8 Pour des raisons évidentes, qui tiennent à la symbolique de ce sang versé pour la rédemption du genre humain, il importe que celui-ci soit parfaitement visible.
9 Louis Réau consacre quelques lignes à la question : « Bien qu’il ne soit question des clous que dans le récit johannique de l’apparition du Christ ressuscité à saint Thomas, c’est une tradition universellement reçue que Jésus fut fixé sur la croix non par des cordes, mais par des clous. Toutefois leur nombre n’a jamais été établi « ne varietur ». Dans les monuments du haut Moyen Âge, le corps du Christ est fixé par quatre clous, depuis le XIIIe siècle avec trois clous seulement, les deux pieds étant ramenés l’un sur l’autre.
À partir de la Contre-réforme, on n’observe plus aucune règle. Le théologien Molanus (Vermeulen), dans son traité des « Saintes images » qui enregistre la doctrine du Concile de Trente, laisse aux artistes toute latitude à cet égard. Guido Reni peint un Christ crucufié avec trois clous. Simon Vouet revient au chiffre de quatre. Quant au sculpteur Montanez qui s’inspire des Révélations de sainte Brigitte, il croise les pieds du Christ l’un sur l’autre tout en les perçant illogiquement de deux clous. » Louis RÉAU, Iconographie de l’art chrétien, Paris, Presses universitaires de France, 1955-1959 (Millwood, N.Y., Kraus reprint, 1988).
10 Il existe certains type d’œuvres de dévotion dans lesquelles un seul personnage est agenouillé au pied de la croix (voir : Sassetta, Crucifixion with Saint Francis (Saint François à genoux devant le Christ en croix). Cleveland, Cleveland Museum of Art.

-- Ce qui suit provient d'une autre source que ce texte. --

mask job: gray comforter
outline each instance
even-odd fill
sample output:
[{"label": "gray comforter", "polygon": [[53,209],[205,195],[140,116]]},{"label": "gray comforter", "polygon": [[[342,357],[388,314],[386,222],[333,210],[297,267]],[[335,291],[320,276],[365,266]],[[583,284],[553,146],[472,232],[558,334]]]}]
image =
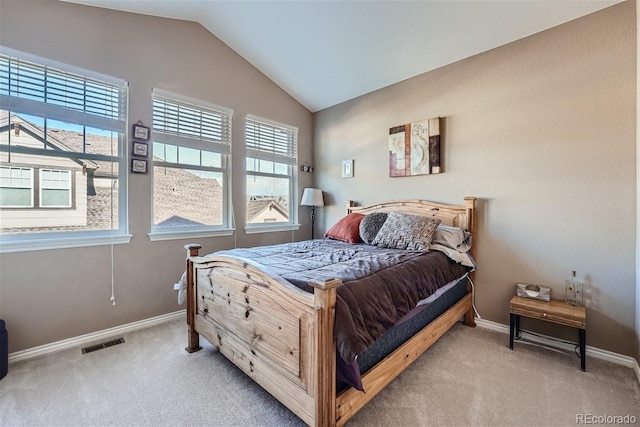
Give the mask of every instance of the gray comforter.
[{"label": "gray comforter", "polygon": [[340,279],[335,338],[340,356],[355,360],[385,331],[439,287],[470,269],[437,251],[414,252],[328,238],[221,251],[258,263],[309,292],[308,282]]}]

11 La présence de Marie et Jean au pied de la croix dérive d’un passage de l‘Évangile selon Jean où l’on peut lire : « Jésus, voyant sa mère, et près d’elle le disciple qu’il aimait, dit à sa mère : ‘Femme, voici ton fils’. Puis il dit au disciple : ‘Voici ta mère.’ Et à partir de cette heure-là, le disciple la prit chez lui. » (Jn 19, 26-27).

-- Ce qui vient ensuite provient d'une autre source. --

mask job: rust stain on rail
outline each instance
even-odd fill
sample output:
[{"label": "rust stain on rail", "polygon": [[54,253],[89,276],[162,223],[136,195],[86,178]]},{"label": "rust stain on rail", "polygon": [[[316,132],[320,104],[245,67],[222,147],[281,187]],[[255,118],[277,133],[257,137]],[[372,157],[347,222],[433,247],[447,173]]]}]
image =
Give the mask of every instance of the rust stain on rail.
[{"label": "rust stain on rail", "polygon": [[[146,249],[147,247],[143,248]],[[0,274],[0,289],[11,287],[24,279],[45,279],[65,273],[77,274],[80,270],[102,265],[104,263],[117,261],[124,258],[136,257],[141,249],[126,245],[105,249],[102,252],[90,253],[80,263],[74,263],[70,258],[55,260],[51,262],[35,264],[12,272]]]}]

12 Le choix de séparer les témoins de la scène en deux groupes, celui des justes et celui des injustes, est caractéristique de l’iconographie médiévale de la Crucifixion, toujours soucieuse de la lisibilité d’un message dont la complexité ne doit cependant jamais nuire à l’intelligibilité.
13 « De la sixième (midi) jusqu’à la neuvième heure (trois heures de l’après-midi), il y eut des ténèbres sur tout le pays (sur toute la terre). » (Mt 27, 45). L’auteur ajoute quelques détails dramatiques, y compris un tremblement de terre ainsi que la résurrection de plusieurs morts, qui étaient typiques de la littérature apocalyptique juive : « les tombeaux s’ouvrirent et les corps de plusieurs saints qui étaient morts ressuscitèrent. » (Mt 27, 52). Dans l’Évangile selon Marc, écrit une quinzaine d’années avant celui de Matthieu, l’auteur ajoute que « le voile du temple se déchira en deux, de haut en bas ». (Mc 15, 38).
14 Le crâne évoque les ossements des condamnés abandonnés sur place.
15 Le mot « Golgotha » signifie crâne.